Arizona Gov. Doug Ducey said in a statement that the Industrial Commission of Arizona notified OSHA on July 16 that certain Arizona laws already complied with the emergency temporary standard and asked the agency for confirmation of this assertion and waivers of certain portions of the standard.

"OSHA finally issued ICA a response stating the agency was not in compliance and demanding immediate adoption of the full ETS. ICA promptly responded on Sept. 21 stating it would pursue the rulemaking process, which allows for and encourages public input, to review the mandate," the governor said.

Utah Gov. Spencer J. Cox said in a statement that the state earlier notified OSHA that the emergency temporary standard "would place an unfair burden on the healthcare industry" and noted that Utah does not have regulatory authority to require employers to pay their employees sick leave.

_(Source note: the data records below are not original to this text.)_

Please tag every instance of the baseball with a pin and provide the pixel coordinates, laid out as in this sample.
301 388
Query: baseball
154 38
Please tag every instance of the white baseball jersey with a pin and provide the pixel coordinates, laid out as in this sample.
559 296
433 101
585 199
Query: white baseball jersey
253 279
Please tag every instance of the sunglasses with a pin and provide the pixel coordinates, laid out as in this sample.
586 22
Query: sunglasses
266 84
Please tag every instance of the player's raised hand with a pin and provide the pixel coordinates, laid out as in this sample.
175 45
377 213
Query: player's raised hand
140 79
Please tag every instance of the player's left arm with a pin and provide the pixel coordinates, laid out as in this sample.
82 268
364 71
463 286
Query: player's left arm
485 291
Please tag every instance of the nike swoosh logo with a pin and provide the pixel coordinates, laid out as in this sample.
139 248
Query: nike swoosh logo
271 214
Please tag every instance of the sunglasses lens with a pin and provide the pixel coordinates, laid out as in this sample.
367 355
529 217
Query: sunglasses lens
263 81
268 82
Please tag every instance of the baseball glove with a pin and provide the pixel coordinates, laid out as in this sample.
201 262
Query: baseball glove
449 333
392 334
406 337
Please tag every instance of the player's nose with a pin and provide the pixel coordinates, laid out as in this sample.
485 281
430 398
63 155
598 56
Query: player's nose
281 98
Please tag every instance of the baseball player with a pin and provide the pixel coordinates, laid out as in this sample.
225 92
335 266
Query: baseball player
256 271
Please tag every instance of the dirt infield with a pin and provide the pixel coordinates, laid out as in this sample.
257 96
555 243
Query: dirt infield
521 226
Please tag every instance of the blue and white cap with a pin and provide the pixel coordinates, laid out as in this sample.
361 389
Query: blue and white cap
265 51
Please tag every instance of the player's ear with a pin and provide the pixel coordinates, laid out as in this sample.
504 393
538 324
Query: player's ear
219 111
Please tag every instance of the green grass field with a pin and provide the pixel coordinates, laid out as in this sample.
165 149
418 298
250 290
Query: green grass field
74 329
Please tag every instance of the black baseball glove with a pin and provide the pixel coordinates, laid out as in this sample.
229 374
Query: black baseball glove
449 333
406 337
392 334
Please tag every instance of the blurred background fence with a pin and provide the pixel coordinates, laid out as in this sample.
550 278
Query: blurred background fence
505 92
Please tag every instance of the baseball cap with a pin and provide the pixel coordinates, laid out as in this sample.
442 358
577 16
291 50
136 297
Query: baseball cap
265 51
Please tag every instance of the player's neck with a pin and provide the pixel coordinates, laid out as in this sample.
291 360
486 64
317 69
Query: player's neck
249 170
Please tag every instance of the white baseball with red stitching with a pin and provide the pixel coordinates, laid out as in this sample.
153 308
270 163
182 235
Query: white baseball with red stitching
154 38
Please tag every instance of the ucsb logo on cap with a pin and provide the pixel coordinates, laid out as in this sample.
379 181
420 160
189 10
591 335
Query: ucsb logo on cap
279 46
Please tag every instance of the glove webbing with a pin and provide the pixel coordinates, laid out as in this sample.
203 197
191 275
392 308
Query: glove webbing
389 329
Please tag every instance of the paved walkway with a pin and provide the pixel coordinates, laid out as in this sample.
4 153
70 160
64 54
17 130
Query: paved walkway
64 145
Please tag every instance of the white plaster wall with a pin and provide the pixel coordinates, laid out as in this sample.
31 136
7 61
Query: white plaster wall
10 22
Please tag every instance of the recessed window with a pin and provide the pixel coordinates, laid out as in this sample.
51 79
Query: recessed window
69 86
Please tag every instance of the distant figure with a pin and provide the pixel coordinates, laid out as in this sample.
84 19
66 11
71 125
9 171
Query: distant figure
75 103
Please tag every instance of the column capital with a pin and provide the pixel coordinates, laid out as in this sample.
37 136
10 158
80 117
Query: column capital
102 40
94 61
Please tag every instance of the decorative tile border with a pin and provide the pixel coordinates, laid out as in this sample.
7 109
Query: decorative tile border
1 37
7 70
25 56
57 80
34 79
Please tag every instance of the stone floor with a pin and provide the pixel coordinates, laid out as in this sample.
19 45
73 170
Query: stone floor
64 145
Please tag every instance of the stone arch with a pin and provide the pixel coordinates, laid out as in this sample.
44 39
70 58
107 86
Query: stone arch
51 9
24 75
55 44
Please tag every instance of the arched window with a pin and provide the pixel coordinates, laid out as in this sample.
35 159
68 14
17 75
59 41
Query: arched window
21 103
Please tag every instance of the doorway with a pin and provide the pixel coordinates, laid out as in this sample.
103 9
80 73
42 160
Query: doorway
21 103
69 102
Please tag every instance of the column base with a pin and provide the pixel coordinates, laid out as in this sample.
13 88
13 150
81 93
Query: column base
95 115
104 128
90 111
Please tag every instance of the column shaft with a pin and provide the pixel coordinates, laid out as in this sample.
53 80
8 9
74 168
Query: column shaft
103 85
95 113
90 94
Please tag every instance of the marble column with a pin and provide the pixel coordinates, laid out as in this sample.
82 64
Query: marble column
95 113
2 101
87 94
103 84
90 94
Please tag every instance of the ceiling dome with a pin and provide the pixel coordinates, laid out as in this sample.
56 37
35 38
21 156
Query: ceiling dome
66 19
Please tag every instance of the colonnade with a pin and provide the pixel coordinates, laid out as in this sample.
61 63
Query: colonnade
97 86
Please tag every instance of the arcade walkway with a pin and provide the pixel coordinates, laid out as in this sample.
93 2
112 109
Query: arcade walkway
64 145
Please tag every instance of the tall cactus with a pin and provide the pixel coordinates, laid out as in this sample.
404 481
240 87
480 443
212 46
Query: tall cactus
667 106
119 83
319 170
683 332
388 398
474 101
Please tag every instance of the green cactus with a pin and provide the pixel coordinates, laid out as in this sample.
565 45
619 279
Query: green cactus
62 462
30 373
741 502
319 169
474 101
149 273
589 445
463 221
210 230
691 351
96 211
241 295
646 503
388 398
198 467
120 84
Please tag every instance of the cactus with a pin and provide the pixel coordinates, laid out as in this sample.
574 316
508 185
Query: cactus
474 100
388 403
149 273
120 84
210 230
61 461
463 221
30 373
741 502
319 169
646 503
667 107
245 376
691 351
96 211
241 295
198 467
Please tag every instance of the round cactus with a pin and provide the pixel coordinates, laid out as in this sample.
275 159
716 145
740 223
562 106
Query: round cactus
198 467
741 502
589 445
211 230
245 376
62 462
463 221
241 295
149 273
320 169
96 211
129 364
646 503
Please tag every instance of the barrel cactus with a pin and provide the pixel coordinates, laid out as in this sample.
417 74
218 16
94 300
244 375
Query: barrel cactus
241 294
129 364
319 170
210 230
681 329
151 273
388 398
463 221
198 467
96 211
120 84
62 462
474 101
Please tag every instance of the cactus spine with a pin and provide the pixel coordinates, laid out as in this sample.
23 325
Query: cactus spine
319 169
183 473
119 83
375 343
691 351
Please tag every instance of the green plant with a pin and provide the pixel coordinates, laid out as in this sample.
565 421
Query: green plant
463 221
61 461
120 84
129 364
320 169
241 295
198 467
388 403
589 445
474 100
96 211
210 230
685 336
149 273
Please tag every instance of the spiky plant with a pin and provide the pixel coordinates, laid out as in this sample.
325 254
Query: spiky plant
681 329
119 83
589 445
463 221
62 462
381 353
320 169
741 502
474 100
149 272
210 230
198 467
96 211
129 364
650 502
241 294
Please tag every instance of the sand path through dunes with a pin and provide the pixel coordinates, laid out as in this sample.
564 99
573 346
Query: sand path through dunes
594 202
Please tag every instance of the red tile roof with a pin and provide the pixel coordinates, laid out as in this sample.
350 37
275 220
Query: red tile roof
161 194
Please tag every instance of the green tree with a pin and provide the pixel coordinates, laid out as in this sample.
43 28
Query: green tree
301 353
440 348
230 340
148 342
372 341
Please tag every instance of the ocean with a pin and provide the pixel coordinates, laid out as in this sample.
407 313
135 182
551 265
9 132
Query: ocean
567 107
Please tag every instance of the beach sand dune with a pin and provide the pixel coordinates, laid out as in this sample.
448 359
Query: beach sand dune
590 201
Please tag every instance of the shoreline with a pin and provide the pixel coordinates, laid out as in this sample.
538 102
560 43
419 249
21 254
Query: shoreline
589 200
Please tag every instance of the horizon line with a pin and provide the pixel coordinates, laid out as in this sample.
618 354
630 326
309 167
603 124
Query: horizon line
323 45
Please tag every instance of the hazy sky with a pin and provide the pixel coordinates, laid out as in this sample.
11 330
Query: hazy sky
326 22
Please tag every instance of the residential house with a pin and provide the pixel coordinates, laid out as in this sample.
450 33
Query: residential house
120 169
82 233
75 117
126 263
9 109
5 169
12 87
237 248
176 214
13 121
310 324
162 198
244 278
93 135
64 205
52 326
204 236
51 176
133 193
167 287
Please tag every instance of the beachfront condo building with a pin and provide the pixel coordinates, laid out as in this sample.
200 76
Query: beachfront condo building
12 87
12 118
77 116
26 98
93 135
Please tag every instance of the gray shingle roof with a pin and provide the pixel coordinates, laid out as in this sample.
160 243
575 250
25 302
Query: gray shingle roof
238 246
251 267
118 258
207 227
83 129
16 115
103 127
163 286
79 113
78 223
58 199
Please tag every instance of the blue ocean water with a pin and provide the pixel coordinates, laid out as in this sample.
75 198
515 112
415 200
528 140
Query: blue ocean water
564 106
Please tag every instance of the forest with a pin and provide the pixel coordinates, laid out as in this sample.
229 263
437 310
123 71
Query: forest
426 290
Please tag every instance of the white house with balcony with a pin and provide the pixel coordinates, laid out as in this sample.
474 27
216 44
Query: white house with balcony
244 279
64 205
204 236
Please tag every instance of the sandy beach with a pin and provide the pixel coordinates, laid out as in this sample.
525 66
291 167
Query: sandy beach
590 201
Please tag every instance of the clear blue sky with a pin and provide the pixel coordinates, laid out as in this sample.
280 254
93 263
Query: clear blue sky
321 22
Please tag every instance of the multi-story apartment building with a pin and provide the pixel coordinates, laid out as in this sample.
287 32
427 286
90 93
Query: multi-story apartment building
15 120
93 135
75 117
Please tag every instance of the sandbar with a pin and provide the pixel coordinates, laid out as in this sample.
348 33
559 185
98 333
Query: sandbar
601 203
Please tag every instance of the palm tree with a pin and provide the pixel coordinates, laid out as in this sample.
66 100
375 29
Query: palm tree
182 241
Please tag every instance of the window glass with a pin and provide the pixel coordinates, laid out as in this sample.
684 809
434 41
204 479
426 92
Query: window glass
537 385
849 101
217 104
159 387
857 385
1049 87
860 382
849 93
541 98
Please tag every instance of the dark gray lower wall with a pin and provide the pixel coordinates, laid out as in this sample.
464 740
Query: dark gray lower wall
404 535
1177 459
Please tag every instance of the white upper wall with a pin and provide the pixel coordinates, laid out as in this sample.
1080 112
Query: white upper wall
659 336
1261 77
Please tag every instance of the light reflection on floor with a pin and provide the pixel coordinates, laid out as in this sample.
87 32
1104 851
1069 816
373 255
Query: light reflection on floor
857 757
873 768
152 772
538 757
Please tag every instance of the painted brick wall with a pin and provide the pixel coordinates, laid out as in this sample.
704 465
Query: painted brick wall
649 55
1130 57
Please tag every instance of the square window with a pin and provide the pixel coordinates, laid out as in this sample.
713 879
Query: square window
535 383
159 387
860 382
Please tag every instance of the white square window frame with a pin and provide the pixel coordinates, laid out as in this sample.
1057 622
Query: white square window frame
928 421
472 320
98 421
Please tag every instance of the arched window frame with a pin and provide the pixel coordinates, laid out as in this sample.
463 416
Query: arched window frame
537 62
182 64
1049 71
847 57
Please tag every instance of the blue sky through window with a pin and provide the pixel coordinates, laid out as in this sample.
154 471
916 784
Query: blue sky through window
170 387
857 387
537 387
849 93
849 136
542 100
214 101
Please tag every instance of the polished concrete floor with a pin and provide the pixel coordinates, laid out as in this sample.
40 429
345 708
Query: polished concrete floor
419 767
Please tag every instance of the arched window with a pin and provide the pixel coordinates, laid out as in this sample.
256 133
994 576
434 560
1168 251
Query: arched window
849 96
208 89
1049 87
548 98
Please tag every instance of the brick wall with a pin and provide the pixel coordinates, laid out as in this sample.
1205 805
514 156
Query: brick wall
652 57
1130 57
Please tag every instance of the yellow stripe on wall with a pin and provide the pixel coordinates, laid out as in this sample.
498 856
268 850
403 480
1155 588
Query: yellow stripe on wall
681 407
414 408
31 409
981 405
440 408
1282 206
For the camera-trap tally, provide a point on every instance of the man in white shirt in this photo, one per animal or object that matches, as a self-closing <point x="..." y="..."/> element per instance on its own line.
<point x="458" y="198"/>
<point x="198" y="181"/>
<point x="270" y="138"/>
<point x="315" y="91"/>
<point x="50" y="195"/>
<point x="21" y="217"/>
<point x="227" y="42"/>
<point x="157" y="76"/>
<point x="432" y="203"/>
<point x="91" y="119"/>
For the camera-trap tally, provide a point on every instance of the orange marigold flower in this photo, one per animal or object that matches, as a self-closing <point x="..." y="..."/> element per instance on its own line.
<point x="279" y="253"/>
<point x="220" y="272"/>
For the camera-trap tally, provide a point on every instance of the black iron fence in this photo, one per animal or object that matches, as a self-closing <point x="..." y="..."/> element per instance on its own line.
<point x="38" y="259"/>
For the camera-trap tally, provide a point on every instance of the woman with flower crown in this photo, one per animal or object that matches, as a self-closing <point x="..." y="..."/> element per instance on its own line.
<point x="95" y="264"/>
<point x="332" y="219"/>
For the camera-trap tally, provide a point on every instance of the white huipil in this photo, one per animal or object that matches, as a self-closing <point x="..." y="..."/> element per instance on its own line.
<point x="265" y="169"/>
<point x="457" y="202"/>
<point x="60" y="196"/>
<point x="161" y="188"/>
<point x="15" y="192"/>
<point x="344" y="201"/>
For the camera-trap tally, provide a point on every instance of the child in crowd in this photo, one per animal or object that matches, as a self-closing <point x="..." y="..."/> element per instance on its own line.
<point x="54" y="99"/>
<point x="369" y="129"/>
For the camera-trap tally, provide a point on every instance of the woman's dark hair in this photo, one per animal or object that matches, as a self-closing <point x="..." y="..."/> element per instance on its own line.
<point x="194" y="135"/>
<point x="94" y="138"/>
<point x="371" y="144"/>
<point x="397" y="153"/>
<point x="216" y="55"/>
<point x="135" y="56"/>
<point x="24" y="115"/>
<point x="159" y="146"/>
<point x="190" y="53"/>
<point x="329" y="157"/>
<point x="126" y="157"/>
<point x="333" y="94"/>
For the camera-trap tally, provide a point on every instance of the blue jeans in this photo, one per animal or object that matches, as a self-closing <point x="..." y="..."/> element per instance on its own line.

"We reject the assertion that Utah's state plan is less effective than the federal plan," he said in the statement, which was shared with Becker's. "While we have not refused to adopt standards set by the Occupational Safety and Health
Administration, we will ask once again for an opportunity to engage with the Biden administration about our legitimate concerns."

In a separate statement shared with Becker's, Emily H. Farr, director of South Carolina's Department of Labor, Licensing and Regulation, expressed disappointment about OSHA's decision and said South Carolina's plan "is built on a foundation of passion and commitment to the safety of the state's employees as well as a strong partnership with employers, industry and community leaders, and interest groups and associations to ensure the same."

She added, "This commitment and partnership have proven effective as South Carolina has consistently had one of the lowest injury and illness rates in the nation with the latest rate of 2.4 for 2019. This is below the national average of 2.8."

National Nurses United, the nation's largest union of registered nurses, praised the steps being taken by OSHA. 

In a news release, Deborah Burger, RN, union president, said Arizona, South Carolina and Utah "had the duty — legally and morally — to come into compliance and protect workers."

"They did not, and we could not be more proud that OSHA is standing up to hold them accountable," said Ms. Burger. 

A fact sheet from OSHA says the agency will publish a separate federal register notice for each of the OSHA-approved workplace safety and health programs operated by the three states announcing the proposal to reconsider and
revoke final approval in that state. OSHA will provide for a 35-day comment period on the proposed revocation.